Even though the personal communications services auctions are designed to make money for the government, some entrepreneurs are finding their own ways to financially benefit from the auctions-by packaging auction information.

Several engineering and wireless service groups have joined the business of auctions by offering round-by-round reporting at package prices ranging from $3,500 to $7,500.

The Federal Communications Commission releases raw auction data daily on its electronic bulletin board. Auction reporting firms pull the information off the Internet and spin it through their own software to create sellable reports.

“The raw data is not user friendly. It just gives you numbers, not identities,” said Mehran Nazari, a consulting engineer with Lukas, McGowan, Nace & Gutierrez. The engineering/law firm offers spreadsheet auction reports by fax for $10 a round. Lukas McGowan taps into auction data through a 900-telephone number offered by the FCC.

“The 1-900 number is $2.50 a minute but you get better data. Once you download, it still needs a little manipulation, but you can respond to the client with a report as quickly as possible. Our intention isn’t really to make money, but to keep clients in our shop and tap into a new client base,” Nazari said.

Engineers at Moffet, Larson & Johnson Inc. of Arlington, Va., created auction tracking software for the previous auction of PCS licenses for internal use only for MLJ clients. For the current auction, MLJ is offering the service publicly to investment companies, the media, other engineering firms and C-block bidders. A complete package of auction reports and Top 10 bidder maps for every round runs $7,500. Twenty pages of Top 10 bidder maps are $35 per round. Ten pages of auction reports sorted by major trading area/basic trading area are $20 per round. Auction reports sorted by bidder are $20 per round.

BellSouth Personal Communications Inc. has formed PCS Auction Reporting Services, which offers a basic package for $7,055. The package includes pre-auction and post-auction analyses as well as reports on the eligibility of bidders, bid amount analysis by bidder and license, summary of high bids for each license and summary of the activity of bidders nationwide.

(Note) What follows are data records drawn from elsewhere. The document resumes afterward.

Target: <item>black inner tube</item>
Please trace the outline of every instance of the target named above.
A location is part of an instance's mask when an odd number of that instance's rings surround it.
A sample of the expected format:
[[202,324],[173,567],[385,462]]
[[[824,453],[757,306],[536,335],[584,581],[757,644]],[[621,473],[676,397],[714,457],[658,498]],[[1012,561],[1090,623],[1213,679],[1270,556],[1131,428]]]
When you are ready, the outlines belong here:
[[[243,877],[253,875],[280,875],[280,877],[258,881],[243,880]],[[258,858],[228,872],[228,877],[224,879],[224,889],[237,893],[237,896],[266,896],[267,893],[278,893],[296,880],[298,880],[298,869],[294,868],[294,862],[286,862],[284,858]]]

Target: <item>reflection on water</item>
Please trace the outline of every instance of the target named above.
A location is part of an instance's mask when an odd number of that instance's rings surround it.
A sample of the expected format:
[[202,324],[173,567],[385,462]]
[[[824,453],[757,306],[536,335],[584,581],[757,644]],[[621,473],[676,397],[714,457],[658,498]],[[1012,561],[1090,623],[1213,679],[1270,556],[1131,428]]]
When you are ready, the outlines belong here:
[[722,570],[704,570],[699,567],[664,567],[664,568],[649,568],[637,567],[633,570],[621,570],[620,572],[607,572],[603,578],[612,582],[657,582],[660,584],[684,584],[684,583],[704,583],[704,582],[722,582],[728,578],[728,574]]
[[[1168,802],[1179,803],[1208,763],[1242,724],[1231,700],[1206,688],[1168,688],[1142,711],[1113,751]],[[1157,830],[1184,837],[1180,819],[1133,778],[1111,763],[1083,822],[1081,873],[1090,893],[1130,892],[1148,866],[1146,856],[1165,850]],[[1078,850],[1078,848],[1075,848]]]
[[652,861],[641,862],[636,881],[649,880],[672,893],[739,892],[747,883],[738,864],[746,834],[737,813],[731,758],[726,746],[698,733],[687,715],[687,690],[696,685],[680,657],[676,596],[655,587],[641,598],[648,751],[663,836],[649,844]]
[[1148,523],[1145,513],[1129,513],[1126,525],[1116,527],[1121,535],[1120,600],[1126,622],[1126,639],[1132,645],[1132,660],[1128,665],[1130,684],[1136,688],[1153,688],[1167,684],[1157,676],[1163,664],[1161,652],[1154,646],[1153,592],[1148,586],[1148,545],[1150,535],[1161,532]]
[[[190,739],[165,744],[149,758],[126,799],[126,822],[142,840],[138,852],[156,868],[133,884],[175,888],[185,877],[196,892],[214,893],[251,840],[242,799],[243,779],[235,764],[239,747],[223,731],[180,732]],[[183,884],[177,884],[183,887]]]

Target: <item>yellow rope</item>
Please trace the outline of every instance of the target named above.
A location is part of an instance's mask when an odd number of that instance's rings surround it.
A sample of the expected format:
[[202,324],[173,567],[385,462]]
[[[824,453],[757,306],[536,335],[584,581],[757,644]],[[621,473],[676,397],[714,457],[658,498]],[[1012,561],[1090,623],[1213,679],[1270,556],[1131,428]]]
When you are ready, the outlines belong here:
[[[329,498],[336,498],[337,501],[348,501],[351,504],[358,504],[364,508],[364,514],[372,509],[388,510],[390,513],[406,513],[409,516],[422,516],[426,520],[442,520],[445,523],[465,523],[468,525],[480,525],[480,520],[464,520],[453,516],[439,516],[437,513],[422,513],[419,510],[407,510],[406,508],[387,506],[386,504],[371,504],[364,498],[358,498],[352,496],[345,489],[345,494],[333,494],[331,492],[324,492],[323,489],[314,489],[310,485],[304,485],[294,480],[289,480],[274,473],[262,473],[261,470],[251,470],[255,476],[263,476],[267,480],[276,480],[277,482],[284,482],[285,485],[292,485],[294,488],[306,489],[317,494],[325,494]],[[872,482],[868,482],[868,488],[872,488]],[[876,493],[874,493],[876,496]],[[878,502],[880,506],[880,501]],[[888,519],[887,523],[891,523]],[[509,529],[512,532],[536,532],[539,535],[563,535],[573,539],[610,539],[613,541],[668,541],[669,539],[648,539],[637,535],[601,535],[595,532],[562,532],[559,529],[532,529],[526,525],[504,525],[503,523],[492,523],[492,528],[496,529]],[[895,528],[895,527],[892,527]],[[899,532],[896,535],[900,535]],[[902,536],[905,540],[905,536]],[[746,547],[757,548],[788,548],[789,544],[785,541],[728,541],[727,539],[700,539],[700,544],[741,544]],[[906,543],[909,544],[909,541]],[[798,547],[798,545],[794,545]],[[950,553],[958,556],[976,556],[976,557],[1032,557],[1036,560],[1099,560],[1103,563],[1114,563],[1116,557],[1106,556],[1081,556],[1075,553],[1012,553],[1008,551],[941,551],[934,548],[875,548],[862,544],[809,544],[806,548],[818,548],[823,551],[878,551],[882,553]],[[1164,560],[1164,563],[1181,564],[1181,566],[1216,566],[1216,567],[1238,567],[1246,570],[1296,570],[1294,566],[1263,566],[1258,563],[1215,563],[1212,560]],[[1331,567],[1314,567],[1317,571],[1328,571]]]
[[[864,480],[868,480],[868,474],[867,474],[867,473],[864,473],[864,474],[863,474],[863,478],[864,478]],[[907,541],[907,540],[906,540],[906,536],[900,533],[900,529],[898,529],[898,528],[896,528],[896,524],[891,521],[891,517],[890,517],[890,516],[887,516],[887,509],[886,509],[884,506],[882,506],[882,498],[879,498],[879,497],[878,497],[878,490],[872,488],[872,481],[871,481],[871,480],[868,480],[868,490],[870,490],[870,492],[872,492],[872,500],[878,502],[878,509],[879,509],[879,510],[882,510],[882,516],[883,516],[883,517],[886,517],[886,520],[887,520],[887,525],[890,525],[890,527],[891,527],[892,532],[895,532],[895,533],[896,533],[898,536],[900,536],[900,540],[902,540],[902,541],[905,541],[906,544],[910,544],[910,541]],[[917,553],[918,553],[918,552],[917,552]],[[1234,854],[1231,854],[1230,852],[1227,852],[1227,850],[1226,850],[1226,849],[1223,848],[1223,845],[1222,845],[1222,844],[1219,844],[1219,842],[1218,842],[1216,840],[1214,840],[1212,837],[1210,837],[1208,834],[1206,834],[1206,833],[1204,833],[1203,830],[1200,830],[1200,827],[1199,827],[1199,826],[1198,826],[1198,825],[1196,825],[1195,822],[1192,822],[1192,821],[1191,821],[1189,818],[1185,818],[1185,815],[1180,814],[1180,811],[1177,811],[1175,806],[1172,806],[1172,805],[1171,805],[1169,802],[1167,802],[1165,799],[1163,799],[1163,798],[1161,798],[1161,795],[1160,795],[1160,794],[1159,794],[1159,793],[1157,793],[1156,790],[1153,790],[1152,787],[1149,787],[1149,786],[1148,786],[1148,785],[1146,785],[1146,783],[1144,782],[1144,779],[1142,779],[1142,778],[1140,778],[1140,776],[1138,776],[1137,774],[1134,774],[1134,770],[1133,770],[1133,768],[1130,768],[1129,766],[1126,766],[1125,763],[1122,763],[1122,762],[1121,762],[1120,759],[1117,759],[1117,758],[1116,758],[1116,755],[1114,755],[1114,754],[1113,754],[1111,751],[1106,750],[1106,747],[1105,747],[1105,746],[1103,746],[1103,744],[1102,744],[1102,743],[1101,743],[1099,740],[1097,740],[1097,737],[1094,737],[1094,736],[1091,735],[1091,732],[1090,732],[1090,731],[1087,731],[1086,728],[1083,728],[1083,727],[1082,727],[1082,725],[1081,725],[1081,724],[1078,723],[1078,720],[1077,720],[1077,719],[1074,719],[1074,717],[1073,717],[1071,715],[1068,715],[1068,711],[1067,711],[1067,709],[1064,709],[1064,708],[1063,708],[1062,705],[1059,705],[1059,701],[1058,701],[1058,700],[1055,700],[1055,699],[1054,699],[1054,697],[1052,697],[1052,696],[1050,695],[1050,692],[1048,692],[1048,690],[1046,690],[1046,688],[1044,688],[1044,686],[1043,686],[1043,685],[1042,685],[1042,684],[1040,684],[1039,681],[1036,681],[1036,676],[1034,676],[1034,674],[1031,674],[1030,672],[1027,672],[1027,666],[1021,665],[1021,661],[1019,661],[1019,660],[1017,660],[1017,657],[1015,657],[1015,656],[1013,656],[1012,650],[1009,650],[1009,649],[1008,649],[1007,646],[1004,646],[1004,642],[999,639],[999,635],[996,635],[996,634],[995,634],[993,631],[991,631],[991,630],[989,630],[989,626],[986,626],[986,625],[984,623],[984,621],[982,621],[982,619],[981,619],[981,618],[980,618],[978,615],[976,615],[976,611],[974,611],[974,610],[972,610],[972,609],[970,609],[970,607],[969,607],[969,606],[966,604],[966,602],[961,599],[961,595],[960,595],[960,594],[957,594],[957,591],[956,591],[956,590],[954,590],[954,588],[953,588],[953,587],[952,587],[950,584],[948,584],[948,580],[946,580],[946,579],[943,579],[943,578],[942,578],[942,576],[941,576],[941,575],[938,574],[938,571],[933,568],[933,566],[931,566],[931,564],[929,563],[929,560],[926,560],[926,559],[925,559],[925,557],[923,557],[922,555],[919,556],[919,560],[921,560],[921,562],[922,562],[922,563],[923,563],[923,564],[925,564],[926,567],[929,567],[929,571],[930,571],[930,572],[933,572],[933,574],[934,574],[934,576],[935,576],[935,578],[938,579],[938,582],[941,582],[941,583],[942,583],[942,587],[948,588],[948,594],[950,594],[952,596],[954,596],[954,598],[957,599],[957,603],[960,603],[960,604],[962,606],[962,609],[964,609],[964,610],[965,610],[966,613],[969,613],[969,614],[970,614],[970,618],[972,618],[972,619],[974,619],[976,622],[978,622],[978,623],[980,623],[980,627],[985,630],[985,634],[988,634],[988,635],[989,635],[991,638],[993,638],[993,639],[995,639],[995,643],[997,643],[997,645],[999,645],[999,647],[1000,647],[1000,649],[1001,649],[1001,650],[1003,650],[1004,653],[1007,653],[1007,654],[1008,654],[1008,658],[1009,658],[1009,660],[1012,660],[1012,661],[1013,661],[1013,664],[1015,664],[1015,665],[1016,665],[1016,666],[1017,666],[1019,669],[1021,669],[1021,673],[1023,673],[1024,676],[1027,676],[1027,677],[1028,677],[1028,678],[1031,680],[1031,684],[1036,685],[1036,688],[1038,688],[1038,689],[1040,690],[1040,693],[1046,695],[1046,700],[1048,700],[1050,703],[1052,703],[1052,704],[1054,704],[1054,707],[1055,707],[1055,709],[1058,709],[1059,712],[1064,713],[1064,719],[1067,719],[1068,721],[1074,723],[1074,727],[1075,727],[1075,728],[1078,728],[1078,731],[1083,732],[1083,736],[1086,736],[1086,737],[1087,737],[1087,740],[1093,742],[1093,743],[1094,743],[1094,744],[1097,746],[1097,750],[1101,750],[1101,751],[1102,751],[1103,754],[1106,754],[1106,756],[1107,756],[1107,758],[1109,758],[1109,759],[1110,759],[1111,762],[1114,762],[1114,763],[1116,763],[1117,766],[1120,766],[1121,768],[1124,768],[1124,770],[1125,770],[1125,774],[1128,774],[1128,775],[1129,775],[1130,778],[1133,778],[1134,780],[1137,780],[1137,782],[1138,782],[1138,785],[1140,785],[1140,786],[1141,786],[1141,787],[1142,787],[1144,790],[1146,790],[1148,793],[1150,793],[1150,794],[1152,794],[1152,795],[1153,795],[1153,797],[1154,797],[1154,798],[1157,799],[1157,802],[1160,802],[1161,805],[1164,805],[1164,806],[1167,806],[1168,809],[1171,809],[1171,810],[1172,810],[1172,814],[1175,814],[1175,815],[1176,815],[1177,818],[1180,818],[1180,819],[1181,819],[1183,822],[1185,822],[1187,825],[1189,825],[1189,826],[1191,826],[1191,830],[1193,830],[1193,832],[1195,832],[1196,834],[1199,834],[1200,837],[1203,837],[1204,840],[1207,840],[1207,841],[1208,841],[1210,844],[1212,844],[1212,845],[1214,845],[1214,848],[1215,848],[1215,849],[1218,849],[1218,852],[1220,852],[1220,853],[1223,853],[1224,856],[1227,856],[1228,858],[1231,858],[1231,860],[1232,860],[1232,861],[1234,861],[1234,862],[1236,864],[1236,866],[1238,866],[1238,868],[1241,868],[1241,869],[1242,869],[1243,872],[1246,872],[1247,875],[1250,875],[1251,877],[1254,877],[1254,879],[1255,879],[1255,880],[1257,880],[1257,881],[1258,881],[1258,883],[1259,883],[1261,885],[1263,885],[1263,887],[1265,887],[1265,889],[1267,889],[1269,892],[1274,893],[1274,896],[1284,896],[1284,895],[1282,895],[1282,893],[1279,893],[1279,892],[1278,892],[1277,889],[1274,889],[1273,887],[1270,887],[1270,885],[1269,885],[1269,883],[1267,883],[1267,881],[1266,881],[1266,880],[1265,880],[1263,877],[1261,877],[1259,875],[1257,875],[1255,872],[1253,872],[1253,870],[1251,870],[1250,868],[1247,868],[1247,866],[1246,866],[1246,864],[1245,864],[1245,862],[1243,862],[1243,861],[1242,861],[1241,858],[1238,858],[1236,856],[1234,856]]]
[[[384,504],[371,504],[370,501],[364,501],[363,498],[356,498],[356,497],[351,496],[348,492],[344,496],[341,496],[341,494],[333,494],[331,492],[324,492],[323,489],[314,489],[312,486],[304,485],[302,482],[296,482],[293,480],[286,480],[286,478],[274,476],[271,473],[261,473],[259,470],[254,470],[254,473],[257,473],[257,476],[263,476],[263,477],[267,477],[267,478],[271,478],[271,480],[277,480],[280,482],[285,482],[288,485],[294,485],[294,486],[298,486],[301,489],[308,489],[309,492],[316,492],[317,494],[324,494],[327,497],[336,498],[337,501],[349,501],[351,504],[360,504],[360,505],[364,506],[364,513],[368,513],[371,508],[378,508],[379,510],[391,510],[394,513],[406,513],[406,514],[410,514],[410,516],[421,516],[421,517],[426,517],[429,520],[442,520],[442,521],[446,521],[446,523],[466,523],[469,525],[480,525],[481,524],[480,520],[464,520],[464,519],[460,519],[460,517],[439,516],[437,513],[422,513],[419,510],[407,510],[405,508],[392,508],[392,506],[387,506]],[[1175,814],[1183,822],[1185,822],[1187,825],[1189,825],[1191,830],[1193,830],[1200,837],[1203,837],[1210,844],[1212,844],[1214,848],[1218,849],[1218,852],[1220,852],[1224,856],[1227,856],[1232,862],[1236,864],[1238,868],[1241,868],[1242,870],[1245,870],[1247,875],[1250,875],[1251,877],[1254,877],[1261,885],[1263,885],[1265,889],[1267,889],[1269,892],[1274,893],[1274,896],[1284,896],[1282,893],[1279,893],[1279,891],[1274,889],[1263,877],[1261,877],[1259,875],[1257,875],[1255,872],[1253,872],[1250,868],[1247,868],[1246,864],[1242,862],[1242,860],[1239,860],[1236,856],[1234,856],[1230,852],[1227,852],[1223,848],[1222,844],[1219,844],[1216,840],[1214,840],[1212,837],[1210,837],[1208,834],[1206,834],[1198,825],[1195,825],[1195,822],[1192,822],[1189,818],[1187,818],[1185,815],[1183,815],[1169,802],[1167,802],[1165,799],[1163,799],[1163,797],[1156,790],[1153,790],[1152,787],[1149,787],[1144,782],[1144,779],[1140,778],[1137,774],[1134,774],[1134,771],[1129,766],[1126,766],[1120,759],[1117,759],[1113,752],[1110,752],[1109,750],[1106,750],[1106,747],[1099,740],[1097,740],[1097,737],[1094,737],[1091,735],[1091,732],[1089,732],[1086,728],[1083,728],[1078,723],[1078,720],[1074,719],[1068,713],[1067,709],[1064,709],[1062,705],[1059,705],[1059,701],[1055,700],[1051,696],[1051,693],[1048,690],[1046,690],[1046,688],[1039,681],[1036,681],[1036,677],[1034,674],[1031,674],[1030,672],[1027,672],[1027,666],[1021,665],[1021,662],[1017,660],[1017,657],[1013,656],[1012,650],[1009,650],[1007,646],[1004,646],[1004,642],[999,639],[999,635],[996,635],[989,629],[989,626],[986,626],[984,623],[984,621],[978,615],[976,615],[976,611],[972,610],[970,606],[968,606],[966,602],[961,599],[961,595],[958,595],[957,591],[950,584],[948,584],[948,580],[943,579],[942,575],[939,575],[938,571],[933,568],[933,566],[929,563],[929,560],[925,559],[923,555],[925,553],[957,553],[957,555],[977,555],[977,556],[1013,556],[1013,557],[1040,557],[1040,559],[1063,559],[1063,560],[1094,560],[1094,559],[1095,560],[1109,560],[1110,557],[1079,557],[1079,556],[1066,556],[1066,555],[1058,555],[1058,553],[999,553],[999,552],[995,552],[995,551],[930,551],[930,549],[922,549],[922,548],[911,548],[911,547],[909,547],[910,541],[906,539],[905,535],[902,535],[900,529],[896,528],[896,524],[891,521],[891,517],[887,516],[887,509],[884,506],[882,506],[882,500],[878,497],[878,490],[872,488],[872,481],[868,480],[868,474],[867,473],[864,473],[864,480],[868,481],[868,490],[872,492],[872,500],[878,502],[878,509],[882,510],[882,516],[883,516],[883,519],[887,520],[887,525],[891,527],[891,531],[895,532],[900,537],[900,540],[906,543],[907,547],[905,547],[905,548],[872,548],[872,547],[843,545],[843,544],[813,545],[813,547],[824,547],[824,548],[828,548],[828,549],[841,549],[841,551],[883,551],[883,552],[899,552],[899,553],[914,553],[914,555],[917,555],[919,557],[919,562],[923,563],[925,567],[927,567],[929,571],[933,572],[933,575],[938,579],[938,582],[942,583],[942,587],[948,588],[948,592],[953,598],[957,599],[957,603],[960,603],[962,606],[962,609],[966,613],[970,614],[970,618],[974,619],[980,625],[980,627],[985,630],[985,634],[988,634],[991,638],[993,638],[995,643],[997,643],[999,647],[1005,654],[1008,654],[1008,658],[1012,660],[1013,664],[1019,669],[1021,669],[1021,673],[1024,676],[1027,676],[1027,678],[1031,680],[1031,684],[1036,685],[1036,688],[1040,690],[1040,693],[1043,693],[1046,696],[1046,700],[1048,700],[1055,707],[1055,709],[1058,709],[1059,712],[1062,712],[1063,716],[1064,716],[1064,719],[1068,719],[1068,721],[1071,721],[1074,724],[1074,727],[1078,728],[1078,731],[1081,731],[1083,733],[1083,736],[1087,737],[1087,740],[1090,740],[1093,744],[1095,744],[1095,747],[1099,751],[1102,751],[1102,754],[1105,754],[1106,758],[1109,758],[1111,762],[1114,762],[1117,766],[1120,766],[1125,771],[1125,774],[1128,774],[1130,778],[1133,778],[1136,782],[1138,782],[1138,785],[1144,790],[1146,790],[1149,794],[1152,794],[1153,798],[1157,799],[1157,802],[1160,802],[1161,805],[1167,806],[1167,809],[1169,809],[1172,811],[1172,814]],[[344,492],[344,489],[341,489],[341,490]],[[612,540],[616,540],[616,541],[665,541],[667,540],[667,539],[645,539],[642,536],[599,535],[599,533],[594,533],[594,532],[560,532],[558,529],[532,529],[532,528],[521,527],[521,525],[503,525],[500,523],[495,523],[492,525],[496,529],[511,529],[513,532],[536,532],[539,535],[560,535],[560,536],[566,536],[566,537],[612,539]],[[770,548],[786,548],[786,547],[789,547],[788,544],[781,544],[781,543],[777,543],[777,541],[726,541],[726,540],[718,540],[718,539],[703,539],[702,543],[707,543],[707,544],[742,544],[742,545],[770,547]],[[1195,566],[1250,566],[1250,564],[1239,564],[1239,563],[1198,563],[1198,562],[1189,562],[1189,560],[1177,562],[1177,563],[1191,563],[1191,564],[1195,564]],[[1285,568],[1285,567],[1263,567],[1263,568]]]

BellSouth, with the help of a software firm, created a proprietary software program that puts raw bidding data into various formats. BellSouth first used the program when it bid in the auction of narrowband PCS licenses in the fall of 1994, and again when it participated in the A- and B-block broadband PCS auction completed in the spring of 1995.

BellSouth is a bidder in the ongoing C-block auction through its partner Cook Inlet Region; consequently, BellSouth’s reporting service won’t be available to groups whose application indicated an intent to bid on markets that overlap those in which Cook Inlet BellSouth has an interest, said Carlton Hill, director of auctions for BellSouth Personal Communications Services Inc.

“This service gives us the opportunity to offset the cost of developing software,” Hill said.

The PCS Group, Dallas, also is providing a round-by-round auction tracking service with tracking models developed by Dallas-based Impulse Telecommunications. Cost is $15 per round for individual results by BTA or bidder, or $25 per round for both results. Entire auction packages run $2,000 to $3,500.

EDR Wireless Group, which has created the PCS Scorekeeper system of wall maps and source books, provides customers with software to handle round-by-round auction tracking data. “We think these are sophisticated players that want to do their own analysis, so we give them the tools,” said Mark Bennett, president of EDR Corp.